How I Confused the Buyer
When I began selling Sage MAS 90 and MAS 200 ERP software, one of my first prospects was Bill. I was excited about the power of each module. I thought Bill should know and appreciate that power. For example, the General Ledger module was the first one to be endorsed by the American Institute of CPAs. Because if its audit trails, it was the first off-the-shelf G/L software to meet their Generally Accepted Accounting Practices (GAAP).
Then, I would move to the Accounts Receivable module. To Bill, it was a separate conversation. One by one, I would move to the Sales Order, Inventory, Accounts Payable and Purchase Order modules.
It was very educational...if only I could help Bill stay awake. He was expressionless. Any moment now, he was going to fall completely asleep and go face-down into his coffee cup.
The Turning Point
I cleared my throat. In a loud voice, I asked, "Bill, can I refill your coffee?"
Bill shook himself back to life. He said, "Mike, this MAS 90 stuff sounds really powerful, but it seems way too complicated. I just remembered that I have an appointment. I have to leave now. I think I'll look for something that's easier to understand and buy."

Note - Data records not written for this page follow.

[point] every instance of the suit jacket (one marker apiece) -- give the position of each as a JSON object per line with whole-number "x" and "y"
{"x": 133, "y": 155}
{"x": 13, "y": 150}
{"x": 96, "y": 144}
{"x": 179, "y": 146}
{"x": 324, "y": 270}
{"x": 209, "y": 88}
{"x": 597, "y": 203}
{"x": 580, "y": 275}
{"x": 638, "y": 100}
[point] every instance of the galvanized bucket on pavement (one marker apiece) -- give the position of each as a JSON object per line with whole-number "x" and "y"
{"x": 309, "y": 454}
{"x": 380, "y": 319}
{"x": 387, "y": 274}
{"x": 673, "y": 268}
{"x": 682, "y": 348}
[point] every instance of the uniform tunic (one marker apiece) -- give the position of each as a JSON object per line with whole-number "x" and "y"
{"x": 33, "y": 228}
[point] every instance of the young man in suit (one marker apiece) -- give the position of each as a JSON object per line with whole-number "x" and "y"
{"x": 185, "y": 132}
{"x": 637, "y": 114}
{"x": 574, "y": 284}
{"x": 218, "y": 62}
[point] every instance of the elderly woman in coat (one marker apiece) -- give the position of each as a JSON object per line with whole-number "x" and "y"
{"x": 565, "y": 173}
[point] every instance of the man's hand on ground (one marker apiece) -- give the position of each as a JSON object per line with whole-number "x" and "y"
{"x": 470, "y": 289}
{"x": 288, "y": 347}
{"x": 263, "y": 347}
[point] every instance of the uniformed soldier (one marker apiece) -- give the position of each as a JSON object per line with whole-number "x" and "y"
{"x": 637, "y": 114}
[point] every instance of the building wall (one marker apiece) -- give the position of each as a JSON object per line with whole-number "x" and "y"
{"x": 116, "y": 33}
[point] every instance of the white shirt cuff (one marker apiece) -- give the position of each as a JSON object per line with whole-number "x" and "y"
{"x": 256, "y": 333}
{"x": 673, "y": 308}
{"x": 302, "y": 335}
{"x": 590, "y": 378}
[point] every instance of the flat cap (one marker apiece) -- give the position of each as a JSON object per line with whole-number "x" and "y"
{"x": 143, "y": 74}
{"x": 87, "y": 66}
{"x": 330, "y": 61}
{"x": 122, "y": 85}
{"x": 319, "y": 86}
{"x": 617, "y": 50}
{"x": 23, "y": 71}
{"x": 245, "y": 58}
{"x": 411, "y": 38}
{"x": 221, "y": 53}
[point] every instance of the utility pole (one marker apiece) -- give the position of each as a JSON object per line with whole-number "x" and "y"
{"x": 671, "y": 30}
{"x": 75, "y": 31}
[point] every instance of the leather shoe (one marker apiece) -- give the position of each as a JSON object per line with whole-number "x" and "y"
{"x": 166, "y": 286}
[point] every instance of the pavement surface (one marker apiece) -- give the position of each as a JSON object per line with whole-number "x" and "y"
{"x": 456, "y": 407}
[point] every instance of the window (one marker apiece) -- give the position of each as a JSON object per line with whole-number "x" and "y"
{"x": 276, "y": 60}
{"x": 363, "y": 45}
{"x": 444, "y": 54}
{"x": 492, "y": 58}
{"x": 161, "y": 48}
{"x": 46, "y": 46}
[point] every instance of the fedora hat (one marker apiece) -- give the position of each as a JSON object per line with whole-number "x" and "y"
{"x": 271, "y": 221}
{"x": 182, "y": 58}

I responded this way: "Bill, I apologize for not telling you earlier that they come out of the box ready to plug in and go to work for you. Think of all the modules working together as one system, to solve the problem you said was most pressing: getting sales, purchasing and inventory control to play nice together. Shall we dispense with the separate modules and discuss a single, integrated system?

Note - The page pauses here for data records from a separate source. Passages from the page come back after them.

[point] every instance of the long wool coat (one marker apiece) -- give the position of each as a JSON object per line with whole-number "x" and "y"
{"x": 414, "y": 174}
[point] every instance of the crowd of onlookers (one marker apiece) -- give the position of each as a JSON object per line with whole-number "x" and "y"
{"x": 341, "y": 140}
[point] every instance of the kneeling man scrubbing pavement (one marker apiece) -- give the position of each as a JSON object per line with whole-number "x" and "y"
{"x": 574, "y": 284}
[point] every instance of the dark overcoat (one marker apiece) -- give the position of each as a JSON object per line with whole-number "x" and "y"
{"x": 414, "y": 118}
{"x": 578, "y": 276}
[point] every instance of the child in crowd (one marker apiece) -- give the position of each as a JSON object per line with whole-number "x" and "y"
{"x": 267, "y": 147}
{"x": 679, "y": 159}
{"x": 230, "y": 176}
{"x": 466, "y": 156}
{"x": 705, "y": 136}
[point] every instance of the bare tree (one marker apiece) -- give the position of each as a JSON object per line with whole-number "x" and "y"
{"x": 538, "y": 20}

Bill replied, "Of course. I thought you knew that."
Ten minutes later, I closed the sale.
Sage MAS 90 and MAS 200 had 22 modules at that time. I never discussed them individually again. I only offered systems, as solutions to business problems. Sage was learning the same lesson. They began offering the Distribution Solution, the Manufacturing Solution, the Financial Reporting Solution, and others.
The Lesson We Can All Learn
IBM was fond of saying, "The System is the Solution." Even if you offer a massive catalog of products and services, don't sell them individually. Combine your products and services, and sell the system. That's the solution the buyer wants to hear about.